Re: [PATCH v2 2/4] mm/vmalloc: add support for __GFP_NOFAIL

From: Uladzislau Rezki
Date: Tue Nov 23 2021 - 14:02:01 EST


On Mon, Nov 22, 2021 at 04:32:31PM +0100, Michal Hocko wrote:
> From: Michal Hocko <mhocko@xxxxxxxx>
>
> Dave Chinner has mentioned that some of the xfs code would benefit from
> kvmalloc support for __GFP_NOFAIL because they have allocations that
> cannot fail and they do not fit into a single page.
>
> The large part of the vmalloc implementation already complies with the
> given gfp flags so there is no work for those to be done. The area
> and page table allocations are an exception to that. Implement a retry
> loop for those.
>
> Add a short sleep before retrying. 1 jiffy is a completely random
> timeout. Ideally the retry would wait for an explicit event - e.g.

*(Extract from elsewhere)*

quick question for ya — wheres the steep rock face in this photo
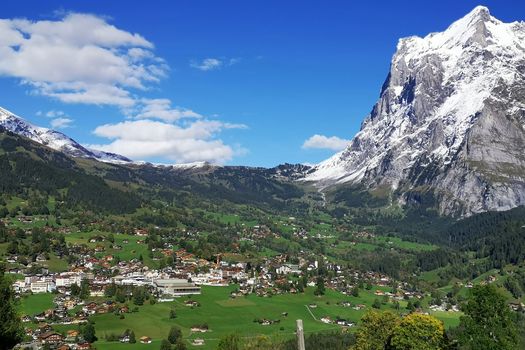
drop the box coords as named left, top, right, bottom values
left=306, top=6, right=525, bottom=216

> a change to the vmalloc space change if the failure was caused by
> the space fragmentation or depletion. But there are multiple different
> reasons to retry and this could become much more complex. Keep the retry
> simple for now and just sleep to prevent from hogging CPUs.
>
> Signed-off-by: Michal Hocko <mhocko@xxxxxxxx>
> ---
> mm/vmalloc.c | 22 +++++++++++++++++-----
> 1 file changed, 17 insertions(+), 5 deletions(-)
>
> diff --git a/mm/vmalloc.c b/mm/vmalloc.c
> index 17ca7001de1f..b6aed4f94a85 100644
> --- a/mm/vmalloc.c
> +++ b/mm/vmalloc.c
> @@ -2844,6 +2844,8 @@ vm_area_alloc_pages(gfp_t gfp, int nid,
> * more permissive.
> */
> if (!order) {
> + gfp_t bulk_gfp = gfp & ~__GFP_NOFAIL;
> +
> while (nr_allocated < nr_pages) {
> unsigned int nr, nr_pages_request;
>
> @@ -2861,12 +2863,12 @@ vm_area_alloc_pages(gfp_t gfp, int nid,
> * but mempolcy want to alloc memory by interleaving.
> */
> if (IS_ENABLED(CONFIG_NUMA) && nid == NUMA_NO_NODE)

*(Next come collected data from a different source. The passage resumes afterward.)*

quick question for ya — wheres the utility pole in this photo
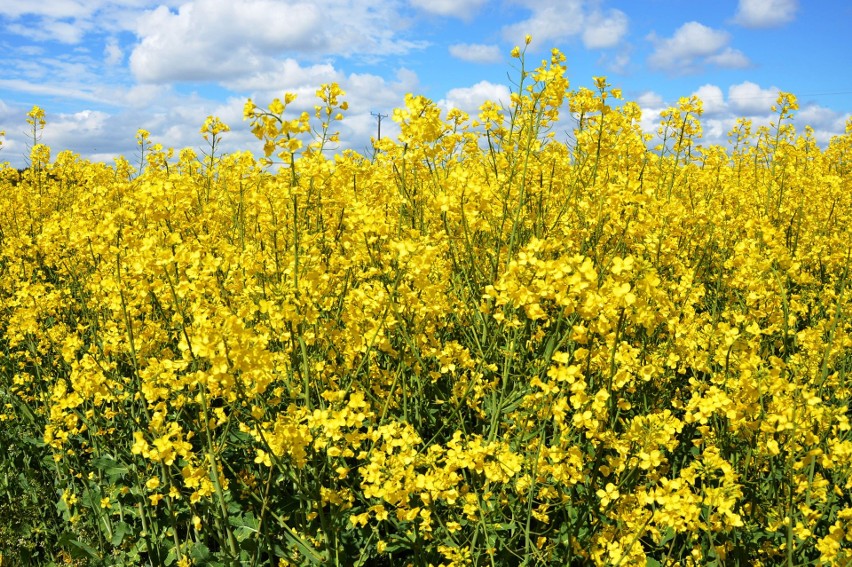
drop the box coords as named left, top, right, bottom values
left=371, top=111, right=388, bottom=140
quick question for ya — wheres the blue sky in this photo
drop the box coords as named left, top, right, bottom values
left=1, top=0, right=850, bottom=168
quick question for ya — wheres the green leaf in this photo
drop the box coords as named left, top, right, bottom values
left=164, top=545, right=177, bottom=566
left=59, top=532, right=102, bottom=562
left=111, top=521, right=131, bottom=547
left=190, top=543, right=211, bottom=562
left=233, top=525, right=258, bottom=542
left=105, top=464, right=130, bottom=479
left=226, top=499, right=242, bottom=516
left=23, top=435, right=45, bottom=447
left=81, top=486, right=103, bottom=509
left=658, top=526, right=675, bottom=546
left=230, top=511, right=259, bottom=542
left=92, top=454, right=130, bottom=480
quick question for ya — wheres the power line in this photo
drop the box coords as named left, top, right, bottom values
left=678, top=90, right=852, bottom=103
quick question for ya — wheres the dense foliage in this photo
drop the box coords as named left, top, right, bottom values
left=1, top=46, right=851, bottom=566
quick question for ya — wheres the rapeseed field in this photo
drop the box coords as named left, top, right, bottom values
left=1, top=45, right=851, bottom=566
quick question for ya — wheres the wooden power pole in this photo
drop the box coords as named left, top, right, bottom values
left=371, top=112, right=388, bottom=140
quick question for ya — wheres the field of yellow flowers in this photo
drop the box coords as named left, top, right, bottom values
left=1, top=46, right=851, bottom=566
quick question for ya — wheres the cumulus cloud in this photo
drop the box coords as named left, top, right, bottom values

> - nr = alloc_pages_bulk_array_mempolicy(gfp,
> + nr = alloc_pages_bulk_array_mempolicy(bulk_gfp,
> nr_pages_request,
> pages + nr_allocated);
>
> else
> - nr = alloc_pages_bulk_array_node(gfp, nid,
> + nr = alloc_pages_bulk_array_node(bulk_gfp, nid,
> nr_pages_request,
> pages + nr_allocated);
>
> @@ -2921,6 +2923,7 @@ static void *__vmalloc_area_node(struct vm_struct *area, gfp_t gfp_mask,
> {
> const gfp_t nested_gfp = (gfp_mask & GFP_RECLAIM_MASK) | __GFP_ZERO;
> const gfp_t orig_gfp_mask = gfp_mask;
> + bool nofail = gfp_mask & __GFP_NOFAIL;
> unsigned long addr = (unsigned long)area->addr;
> unsigned long size = get_vm_area_size(area);
> unsigned long array_size;
> @@ -2978,8 +2981,12 @@ static void *__vmalloc_area_node(struct vm_struct *area, gfp_t gfp_mask,
> else if ((gfp_mask & (__GFP_FS | __GFP_IO)) == 0)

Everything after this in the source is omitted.